The “s” in this expression stands for substitute. Check each directory to see if its name is “gamma”. If so, replace it with “epsilon-2”. However, note that this would also have coincided with a directory called “gamma-zeta”, for example, renaming it to “epsilon-2-zeta”.

We can avoid this by adding the beginning of the string “^” and the end of the string “$” metacharacters to the first clause of the expression.

ls rename ‘s/^gamma$/epsilon-2/’ * ls

Limit a rename action to fully qualified directory names only

This leaves the “epsilon-2” directory intact

.

Using renaming with

other commands

We can use other commands to locate the directories where we want the rename to work.
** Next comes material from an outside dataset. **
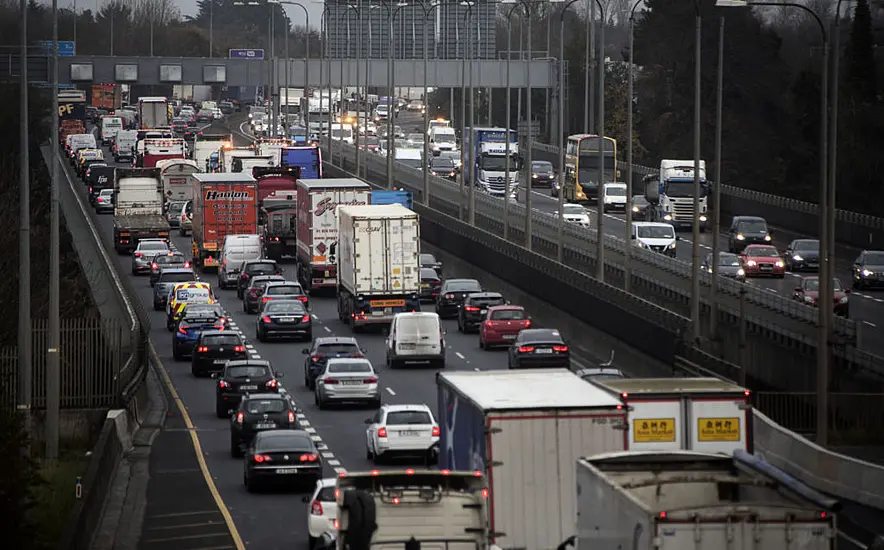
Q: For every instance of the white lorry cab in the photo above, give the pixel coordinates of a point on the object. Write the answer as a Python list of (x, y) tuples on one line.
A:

If we have a set of nested directories and we want to rename any that end in “-old” to end in “-archive”, we can achieve this by using find and xargs.

We need to use xargs because rename does not accept pipelined input. The xargs command overcomes that problem by accepting pipelined input and adding another command to the command line as a command-line parameter.

Our command looks like this:

find . -depth -type d -name “*-old” | xargs -r rename “s/old$/archive/” .

  • : We tell find to start searching the current directory. This could be any path, of course.
  • -depth: Use a depth search first. This means that the contents of the deeper nested subdirectories are processed before the higher ones.
  • -type d: Searches directories, not files.
  • -name “*-old”: The search track. We are looking for directories with names ending in “-old”.
  • |: We are piping the output of find to the xargs command.
  • xargs -r: -r (no run if empty) means not to run the command if there are no matching directories.
  • rename “s/old$/archive/”: The rename command to run.

Our directory tree

looks like this

before the command. The directory tree before our rename command

We execute our command:

And we can see that all matching directories, including nested ones, have been renamed.

The directory tree after the rename command

Horses for courses

Renaming a directory needs nothing more than mv. If you prefer GUI applications, you can use your file browser. If you have many directories to rename, and especially if they are scattered across a directory tree, you will need the flexibility to rename.